President De la Madrid ordered Finance Minister Jesus Silva Herzog to contact finance agencies abroad, including the International Monetary Fund and the International Development Bank, to find financing.

Mexico’s foreign debt already is a staggering $96 million, and falling prices for oil, Mexico’s principal export, have made it even more difficult for the government to devise programs to repay the debt.

As yet, there has been no official estimate of damage caused by the quake, but no one doubts that it will run into the hundreds of millions of dollars. One insurance company, Nacional Provincial, has received 600 claims for damage estimated to total $37.5 million.

Help From Abroad

Emergency help continued to pour in from the international community. More than 50 flights, carrying about 2,000 tons of medicine, equipment, vehicles and other supplies, had arrived as of Tuesday.
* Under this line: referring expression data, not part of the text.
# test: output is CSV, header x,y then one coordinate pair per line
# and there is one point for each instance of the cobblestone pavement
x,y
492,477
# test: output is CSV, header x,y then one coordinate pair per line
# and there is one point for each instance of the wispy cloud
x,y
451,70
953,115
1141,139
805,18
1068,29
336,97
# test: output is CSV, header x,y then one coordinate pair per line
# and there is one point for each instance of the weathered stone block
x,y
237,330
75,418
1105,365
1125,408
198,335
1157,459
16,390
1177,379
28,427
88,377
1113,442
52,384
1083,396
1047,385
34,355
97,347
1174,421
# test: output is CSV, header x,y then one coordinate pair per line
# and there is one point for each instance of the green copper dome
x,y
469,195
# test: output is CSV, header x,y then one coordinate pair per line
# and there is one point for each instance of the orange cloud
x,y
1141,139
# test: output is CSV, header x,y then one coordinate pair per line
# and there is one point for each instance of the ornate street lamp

In New York, the 159-nation U.N. General Assembly interrupted its work to unanimously adopt a call on all states to contribute generously to Mexico’s relief and reconstruction effort. Foreign Minister Bernardo Sepulveda, attending the session, thanked the assembly for its action.

In Geneva, the League of Red Cross Societies reported that 20 Western nations have so far contributed nearly $2.6 million in cash and supplies to the Red Cross for Mexican quake victims.